NEW LISTINGS: Another significant performance indicator in 2014 was the nation’s first IPO since 2010. The successful flotation of Mesaieed Petrochemical Holding Company, a subsidiary of the state-owned Qatar Petroleum (QP), provided investors with a rare opportunity to participate in the nation’s nascent industrial sector, and was therefore followed with keen interest by the investment community. The company sold just over 25% of its stock in a three-week subscription period, which, according to officials, was fully subscribed. In offering a slice of the state-owned operation to the public, the government decided to limit the deal largely to individual investors – with Qatar Foundation and the General Retirement and Social Insurance Authority the only institutional investors to be offered a subscription. Individual investors were also offered an incentive to hold on to their newly acquired stock, rather than turn it over for a short-term profit: QP, which retains majority ownership of the company, undertook to grant each Qatari investor a free “incentive share” for every share they own, 50% of which are to be delivered on the fifth anniversary of the IPO, with the remainder to be handed over 10 years after the shares started trading. The offering has, as a result, been interpreted as a government move to instil a savings ethic amongst Qataris involved in the nation’s capital markets – an aspect of the deal acknowledged by Mohamed bin Saleh Al Sada, minister of energy and industry, at the time of the offering. “The success of this historic IPO clearly demonstrates the confidence investors have in the strengths of [Mesaieed’s] compelling story and the attractiveness of the innovative long-term savings programme,” he told the local press.
OUTLOOK: As with all national stock markets, the QSE is tied to the fortunes of the wider economy. In this respect, the prospects for its continued growth are good: Qatar has a robust domestic economy driven by its hydrocarbons resources and an expanding non-hydrocarbons sector, enjoys one of the highest per capita incomes in the world and has established itself as a significant global investor through its sovereign wealth fund, Qatar Investment Authority.

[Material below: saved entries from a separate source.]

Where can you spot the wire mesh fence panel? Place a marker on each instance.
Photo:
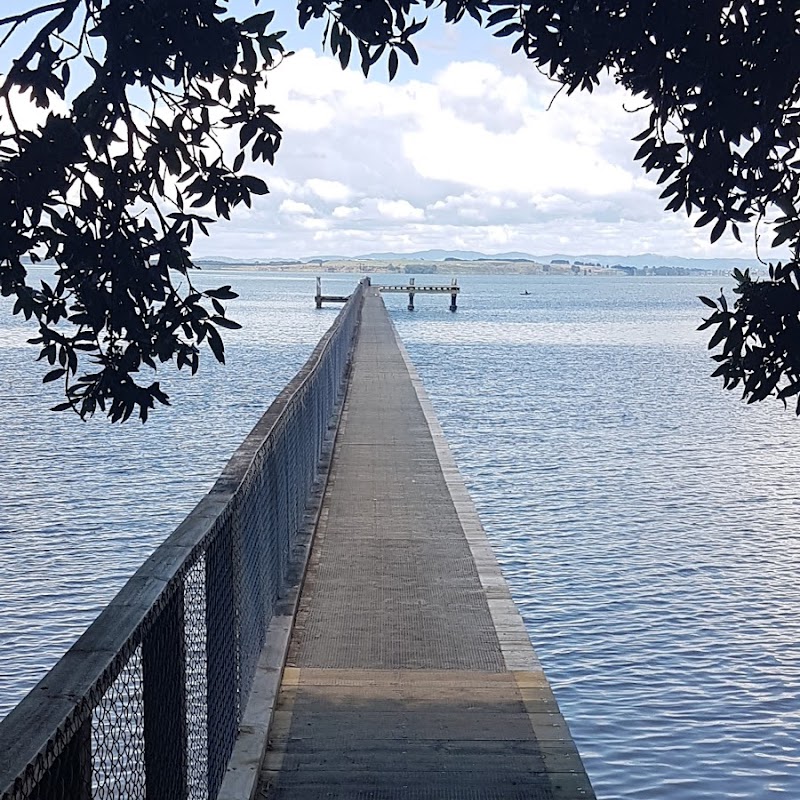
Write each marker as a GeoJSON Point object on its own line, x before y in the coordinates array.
{"type": "Point", "coordinates": [195, 642]}
{"type": "Point", "coordinates": [118, 767]}
{"type": "Point", "coordinates": [147, 703]}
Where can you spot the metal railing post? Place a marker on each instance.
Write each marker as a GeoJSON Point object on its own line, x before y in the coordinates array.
{"type": "Point", "coordinates": [164, 679]}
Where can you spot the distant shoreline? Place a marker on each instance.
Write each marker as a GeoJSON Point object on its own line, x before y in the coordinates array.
{"type": "Point", "coordinates": [452, 267]}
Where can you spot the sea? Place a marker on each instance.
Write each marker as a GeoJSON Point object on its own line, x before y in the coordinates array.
{"type": "Point", "coordinates": [647, 521]}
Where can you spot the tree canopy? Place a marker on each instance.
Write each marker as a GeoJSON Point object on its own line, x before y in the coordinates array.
{"type": "Point", "coordinates": [117, 203]}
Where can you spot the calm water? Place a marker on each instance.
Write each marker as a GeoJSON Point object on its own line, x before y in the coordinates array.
{"type": "Point", "coordinates": [643, 517]}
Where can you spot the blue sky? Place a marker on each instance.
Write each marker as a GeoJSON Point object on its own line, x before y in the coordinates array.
{"type": "Point", "coordinates": [460, 152]}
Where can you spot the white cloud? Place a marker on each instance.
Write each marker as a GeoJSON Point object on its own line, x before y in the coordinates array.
{"type": "Point", "coordinates": [399, 209]}
{"type": "Point", "coordinates": [332, 191]}
{"type": "Point", "coordinates": [469, 156]}
{"type": "Point", "coordinates": [290, 206]}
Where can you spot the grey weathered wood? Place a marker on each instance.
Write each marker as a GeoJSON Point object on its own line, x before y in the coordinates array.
{"type": "Point", "coordinates": [410, 673]}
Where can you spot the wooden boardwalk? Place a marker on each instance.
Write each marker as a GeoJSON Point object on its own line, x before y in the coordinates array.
{"type": "Point", "coordinates": [410, 674]}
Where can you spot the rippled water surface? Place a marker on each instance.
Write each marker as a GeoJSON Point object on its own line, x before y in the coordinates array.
{"type": "Point", "coordinates": [646, 520]}
{"type": "Point", "coordinates": [82, 504]}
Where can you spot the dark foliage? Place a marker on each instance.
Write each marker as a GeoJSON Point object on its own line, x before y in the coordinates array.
{"type": "Point", "coordinates": [116, 203]}
{"type": "Point", "coordinates": [112, 188]}
{"type": "Point", "coordinates": [722, 80]}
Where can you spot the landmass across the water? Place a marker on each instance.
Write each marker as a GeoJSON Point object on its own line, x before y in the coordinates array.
{"type": "Point", "coordinates": [459, 262]}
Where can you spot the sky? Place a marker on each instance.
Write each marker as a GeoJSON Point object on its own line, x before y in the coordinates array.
{"type": "Point", "coordinates": [470, 150]}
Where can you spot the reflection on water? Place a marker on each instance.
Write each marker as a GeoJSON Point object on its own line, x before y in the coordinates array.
{"type": "Point", "coordinates": [647, 521]}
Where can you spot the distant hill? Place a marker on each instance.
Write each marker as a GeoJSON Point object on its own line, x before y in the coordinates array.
{"type": "Point", "coordinates": [643, 260]}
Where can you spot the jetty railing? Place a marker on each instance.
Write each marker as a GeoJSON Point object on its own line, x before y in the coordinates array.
{"type": "Point", "coordinates": [146, 704]}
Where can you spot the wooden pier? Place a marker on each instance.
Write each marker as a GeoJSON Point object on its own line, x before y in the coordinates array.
{"type": "Point", "coordinates": [411, 289]}
{"type": "Point", "coordinates": [409, 673]}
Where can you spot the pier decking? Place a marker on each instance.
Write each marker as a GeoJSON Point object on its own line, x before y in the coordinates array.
{"type": "Point", "coordinates": [409, 672]}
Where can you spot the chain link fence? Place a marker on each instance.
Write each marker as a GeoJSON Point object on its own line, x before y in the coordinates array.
{"type": "Point", "coordinates": [147, 703]}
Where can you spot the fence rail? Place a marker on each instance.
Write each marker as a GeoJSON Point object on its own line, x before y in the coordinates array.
{"type": "Point", "coordinates": [146, 704]}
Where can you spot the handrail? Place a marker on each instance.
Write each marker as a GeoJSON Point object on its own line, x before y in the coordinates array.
{"type": "Point", "coordinates": [147, 701]}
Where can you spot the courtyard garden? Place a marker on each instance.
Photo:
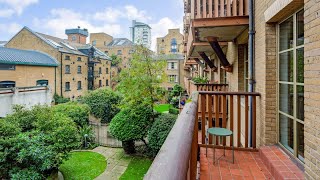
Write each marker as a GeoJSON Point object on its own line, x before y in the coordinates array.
{"type": "Point", "coordinates": [37, 143]}
{"type": "Point", "coordinates": [83, 165]}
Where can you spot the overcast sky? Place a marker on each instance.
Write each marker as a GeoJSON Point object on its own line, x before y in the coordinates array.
{"type": "Point", "coordinates": [110, 16]}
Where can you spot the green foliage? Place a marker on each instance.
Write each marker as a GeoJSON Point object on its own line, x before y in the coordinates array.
{"type": "Point", "coordinates": [83, 165]}
{"type": "Point", "coordinates": [79, 113]}
{"type": "Point", "coordinates": [159, 131]}
{"type": "Point", "coordinates": [175, 95]}
{"type": "Point", "coordinates": [88, 131]}
{"type": "Point", "coordinates": [115, 60]}
{"type": "Point", "coordinates": [177, 90]}
{"type": "Point", "coordinates": [173, 111]}
{"type": "Point", "coordinates": [162, 108]}
{"type": "Point", "coordinates": [25, 174]}
{"type": "Point", "coordinates": [175, 101]}
{"type": "Point", "coordinates": [132, 123]}
{"type": "Point", "coordinates": [136, 169]}
{"type": "Point", "coordinates": [103, 103]}
{"type": "Point", "coordinates": [59, 99]}
{"type": "Point", "coordinates": [34, 142]}
{"type": "Point", "coordinates": [140, 82]}
{"type": "Point", "coordinates": [200, 80]}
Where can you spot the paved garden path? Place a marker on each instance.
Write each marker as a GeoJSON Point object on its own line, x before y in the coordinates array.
{"type": "Point", "coordinates": [117, 162]}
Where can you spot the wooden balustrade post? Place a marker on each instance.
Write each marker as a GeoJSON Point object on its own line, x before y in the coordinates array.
{"type": "Point", "coordinates": [216, 8]}
{"type": "Point", "coordinates": [231, 119]}
{"type": "Point", "coordinates": [203, 117]}
{"type": "Point", "coordinates": [239, 120]}
{"type": "Point", "coordinates": [224, 115]}
{"type": "Point", "coordinates": [210, 115]}
{"type": "Point", "coordinates": [254, 138]}
{"type": "Point", "coordinates": [234, 7]}
{"type": "Point", "coordinates": [246, 120]}
{"type": "Point", "coordinates": [194, 150]}
{"type": "Point", "coordinates": [210, 8]}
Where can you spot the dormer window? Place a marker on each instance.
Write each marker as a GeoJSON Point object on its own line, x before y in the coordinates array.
{"type": "Point", "coordinates": [74, 38]}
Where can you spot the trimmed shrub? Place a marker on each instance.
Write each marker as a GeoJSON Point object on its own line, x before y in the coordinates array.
{"type": "Point", "coordinates": [33, 143]}
{"type": "Point", "coordinates": [174, 111]}
{"type": "Point", "coordinates": [59, 99]}
{"type": "Point", "coordinates": [79, 113]}
{"type": "Point", "coordinates": [159, 131]}
{"type": "Point", "coordinates": [103, 103]}
{"type": "Point", "coordinates": [86, 131]}
{"type": "Point", "coordinates": [132, 123]}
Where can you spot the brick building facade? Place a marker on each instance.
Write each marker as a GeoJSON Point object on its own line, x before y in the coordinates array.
{"type": "Point", "coordinates": [72, 75]}
{"type": "Point", "coordinates": [286, 74]}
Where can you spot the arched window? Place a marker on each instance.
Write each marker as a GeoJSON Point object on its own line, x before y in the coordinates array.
{"type": "Point", "coordinates": [42, 82]}
{"type": "Point", "coordinates": [7, 84]}
{"type": "Point", "coordinates": [174, 45]}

One of the more interesting questions for the coming year is to what extent the exchange will benefit from its upgrade by MSCI and other institutions. As well as the anticipated increase in liquidity, a renewed stream of IPOs is also a possibility: over the past year both Barwa Bank and Qatar First Bank have signalled that they have intentions to go to the market, while QP has several subsidiaries which it might open up to investors.